Одержимый - [23]
Итак, каким месяцам соответствуют пять дошедших до нас картин? Насколько я понимаю в иконографии, они иллюстрируют весь календарь, охватывают все месяцы года.
Кроме двух. Ни одна из упомянутых схем, причем независимо от того, сколько картин не хватает в серии, не подразумевает два, и только два месяца: апрель и май.
Итак, в первый раз после того, как я увидел свою картину, я позволяю себе вспомнить о ней как о неопознанном предмете, подлежащем идентификации. «Веселящиеся крестьяне» — так гласит этикетка на оборотной стороне. Я вспоминаю о картине, которая будет моей. Вспоминаю грязь под ногами, легкие кружева первой весенней листвы, в которую начинают одеваться голые коричневые стволы деревьев, и городок вдали, жители которого, наверное, уже высыпали на улицы, чтобы погреться на солнце.

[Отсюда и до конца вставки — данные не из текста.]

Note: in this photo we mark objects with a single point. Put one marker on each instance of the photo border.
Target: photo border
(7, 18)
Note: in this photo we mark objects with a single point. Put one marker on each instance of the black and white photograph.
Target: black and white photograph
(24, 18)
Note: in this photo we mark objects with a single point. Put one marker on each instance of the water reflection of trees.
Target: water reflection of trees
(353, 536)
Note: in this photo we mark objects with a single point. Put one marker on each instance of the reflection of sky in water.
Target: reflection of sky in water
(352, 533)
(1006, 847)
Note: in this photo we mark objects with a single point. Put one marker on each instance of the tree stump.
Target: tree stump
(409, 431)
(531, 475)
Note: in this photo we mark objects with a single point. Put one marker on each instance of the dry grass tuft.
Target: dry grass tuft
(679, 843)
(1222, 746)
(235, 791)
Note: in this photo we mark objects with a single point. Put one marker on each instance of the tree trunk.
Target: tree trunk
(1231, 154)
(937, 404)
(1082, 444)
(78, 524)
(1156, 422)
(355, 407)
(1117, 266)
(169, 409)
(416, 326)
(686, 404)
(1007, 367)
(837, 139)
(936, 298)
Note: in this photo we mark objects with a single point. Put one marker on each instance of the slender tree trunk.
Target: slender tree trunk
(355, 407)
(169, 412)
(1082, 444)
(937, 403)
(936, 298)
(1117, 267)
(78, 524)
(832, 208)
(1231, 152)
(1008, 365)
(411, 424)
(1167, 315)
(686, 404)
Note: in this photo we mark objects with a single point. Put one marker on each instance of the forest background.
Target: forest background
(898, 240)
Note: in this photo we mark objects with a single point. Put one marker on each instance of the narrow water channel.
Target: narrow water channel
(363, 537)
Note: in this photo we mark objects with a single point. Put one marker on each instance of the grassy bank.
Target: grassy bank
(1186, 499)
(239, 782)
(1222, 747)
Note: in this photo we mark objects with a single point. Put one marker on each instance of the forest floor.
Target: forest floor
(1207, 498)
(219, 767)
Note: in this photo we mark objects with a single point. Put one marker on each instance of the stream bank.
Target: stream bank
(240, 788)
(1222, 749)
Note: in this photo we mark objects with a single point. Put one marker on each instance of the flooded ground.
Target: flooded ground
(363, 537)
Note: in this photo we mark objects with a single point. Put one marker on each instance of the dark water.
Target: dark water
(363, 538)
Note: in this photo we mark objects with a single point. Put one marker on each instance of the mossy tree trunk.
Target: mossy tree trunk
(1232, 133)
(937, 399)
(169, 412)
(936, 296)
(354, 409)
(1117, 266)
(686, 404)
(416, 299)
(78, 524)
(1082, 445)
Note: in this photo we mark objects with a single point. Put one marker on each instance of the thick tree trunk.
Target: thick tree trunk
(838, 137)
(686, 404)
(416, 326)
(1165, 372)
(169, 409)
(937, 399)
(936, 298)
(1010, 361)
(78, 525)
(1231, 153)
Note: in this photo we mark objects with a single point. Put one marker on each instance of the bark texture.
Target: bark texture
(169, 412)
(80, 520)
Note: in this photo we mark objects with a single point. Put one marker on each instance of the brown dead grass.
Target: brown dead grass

Слишком поздно для марта, слишком рано для июня. Да, это должен быть апрель или май. И снова меня захлестывает неудержимая волна эмоций, вызванных мучительной неопределенностью.
У меня апрель или май; все сходится. Осталось только выбрать один из двух месяцев.
Но какое это имеет значение? В любом случае такая находка — настоящее чудо.
Однако у меня есть еще одна гипотеза, подтверждение которой было бы даже большим чудом, таким чудом, что на какое-то мгновение я не решаюсь о нем подумать. Сначала я должен ответить на простой вопрос: апрель или май?
Я вновь вспоминаю, какую погоду увидел на картине. Однозначно и не скажешь. На первом плане, пожалуй, апрель; однако внизу, в долине, все очень напоминает май.
Чем нам может помочь иконография?
— Надо посмотреть в календаре. — Я вдруг понимаю, что произнес эти слова вслух. Кейт поднимает голову и смотрит на меня. — Я говорю о календаре из стандартного часослова. Какие символы в нем соответствуют апрелю и маю?
Кейт хмурит брови. Интересно, сейчас спросит она, зачем это тебе? Если спросит, то я скажу все как есть. Но через секунду я принимаю решение, что в случае с Кейт подойдет тот же принцип, что и с Тони Кергом: не лгать, но и избегать ненужной правды. Однако она придерживается своей тактики — не задавать вопросов.
Ну почему мы вечно попадаем в глупые ситуации с людьми, которых любим?
— О календарях я почти ничего не знаю, — отвечает она осторожно. — Я изучала только разделы, посвященные молитвам и службам.
Я жду, пока рассеется традиционная для академических кругов дымовая завеса из оговорок на случай ошибки.
— Символы апреля и мая? — наконец повторяет она. — Ты имеешь в виду Тельца, Близнецов?
— Нет, я не о знаках зодиака… А что — там были и они?
— В некоторых календарях были.
Я пытаюсь вспомнить, раз уж она упомянула, изображены ли рядом с моими веселящимися крестьянами на фоне горного пейзажа тельцы или близнецы.
— Я имел в виду, какие традиционные виды работ выпадают на эти месяцы?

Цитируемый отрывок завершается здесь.